The custom design came from Daniel Roseberry and was built as a dropped ball gown, with a rigid brown corset toile and a butter duchess-satin skirt. Schiaparelli said the skirt alone carried more than 2,000 satin-stitch balls, 10,000 natural baroque pearls and more than 7,000 painted pearlescent fish scales, all assembled in roughly 11,000 hours of embroidery work. That scale matters. Baroque pearls, with their irregular shapes and tactile surfaces, read differently from the neat symmetry of a classic strand. Here, they gave the skirt texture, movement and a deliberately untidy glamour that felt closer to sculpture than ornament.
The accessories extended the same logic. Jenner wore an antique silver necklace decorated with rhinestones, pearls and small hand-sculpted bird heads, along with matching chandelier earrings in warm silver set with pearls and crystal stones. The look was dense, gleaming and precise, the sort of maximalism Schiaparelli does best, where every surface carries a reference and every shimmer has a reason to be there.

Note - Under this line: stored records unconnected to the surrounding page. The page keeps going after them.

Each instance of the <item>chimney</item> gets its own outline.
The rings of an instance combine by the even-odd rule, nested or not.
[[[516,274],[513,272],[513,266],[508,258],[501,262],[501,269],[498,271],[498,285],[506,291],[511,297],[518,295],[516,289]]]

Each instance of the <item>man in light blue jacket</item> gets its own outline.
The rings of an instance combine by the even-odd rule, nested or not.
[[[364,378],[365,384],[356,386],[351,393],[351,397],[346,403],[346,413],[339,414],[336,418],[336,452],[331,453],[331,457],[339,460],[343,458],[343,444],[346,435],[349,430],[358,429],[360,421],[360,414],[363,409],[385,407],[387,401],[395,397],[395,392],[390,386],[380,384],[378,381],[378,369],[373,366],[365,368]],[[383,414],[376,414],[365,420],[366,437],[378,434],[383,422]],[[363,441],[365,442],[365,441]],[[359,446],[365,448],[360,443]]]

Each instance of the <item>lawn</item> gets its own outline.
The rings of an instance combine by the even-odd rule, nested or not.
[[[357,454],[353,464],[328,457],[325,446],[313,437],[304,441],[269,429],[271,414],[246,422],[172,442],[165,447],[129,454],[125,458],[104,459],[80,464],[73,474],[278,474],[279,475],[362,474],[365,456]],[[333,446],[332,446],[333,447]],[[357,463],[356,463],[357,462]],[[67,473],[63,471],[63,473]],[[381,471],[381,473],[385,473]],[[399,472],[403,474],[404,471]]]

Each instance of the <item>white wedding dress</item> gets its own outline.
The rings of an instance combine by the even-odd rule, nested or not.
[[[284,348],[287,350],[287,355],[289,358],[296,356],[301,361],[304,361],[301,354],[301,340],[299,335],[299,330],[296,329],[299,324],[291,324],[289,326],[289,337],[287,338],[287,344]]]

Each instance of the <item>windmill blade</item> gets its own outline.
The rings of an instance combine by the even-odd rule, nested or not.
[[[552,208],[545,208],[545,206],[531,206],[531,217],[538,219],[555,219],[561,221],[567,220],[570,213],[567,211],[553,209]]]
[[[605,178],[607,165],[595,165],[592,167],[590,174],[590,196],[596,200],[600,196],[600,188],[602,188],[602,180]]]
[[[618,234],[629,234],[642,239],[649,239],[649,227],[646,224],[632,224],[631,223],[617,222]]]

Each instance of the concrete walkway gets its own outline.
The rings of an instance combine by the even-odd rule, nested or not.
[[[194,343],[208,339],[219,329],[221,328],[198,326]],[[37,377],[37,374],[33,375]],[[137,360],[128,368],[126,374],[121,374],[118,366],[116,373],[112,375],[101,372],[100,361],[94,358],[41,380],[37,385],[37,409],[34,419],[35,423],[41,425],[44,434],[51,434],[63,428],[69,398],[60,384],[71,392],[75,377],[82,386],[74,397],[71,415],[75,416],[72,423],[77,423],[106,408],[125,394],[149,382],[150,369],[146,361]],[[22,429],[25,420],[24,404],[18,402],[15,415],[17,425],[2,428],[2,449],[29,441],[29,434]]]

The timing sharpened the effect. Jenner made her ninth Met Gala appearance on Monday, May 4, 2026, at The Metropolitan Museum of Art in New York, where the Costume Institute’s exhibition theme, Costume Art, examined depictions of the dressed body across the museum’s collection. Against that backdrop, the corsetry, the visible body contour and the illusion-driven construction made sense as more than spectacle. The silhouette treated the body as an image to be framed, altered and performed.
What made the look resonate was not simply the number of pearls, but the decision to let baroque pearls lead. Their uneven surfaces and organic weight pushed pearl glamour into more avant-garde territory, away from the polite strand and toward something more body-conscious, more editorial and far more expensive-looking in its craft. Schiaparelli turned pearls into architecture, and Jenner wore the result as if the whole point of the evening was to make ornament feel monumental.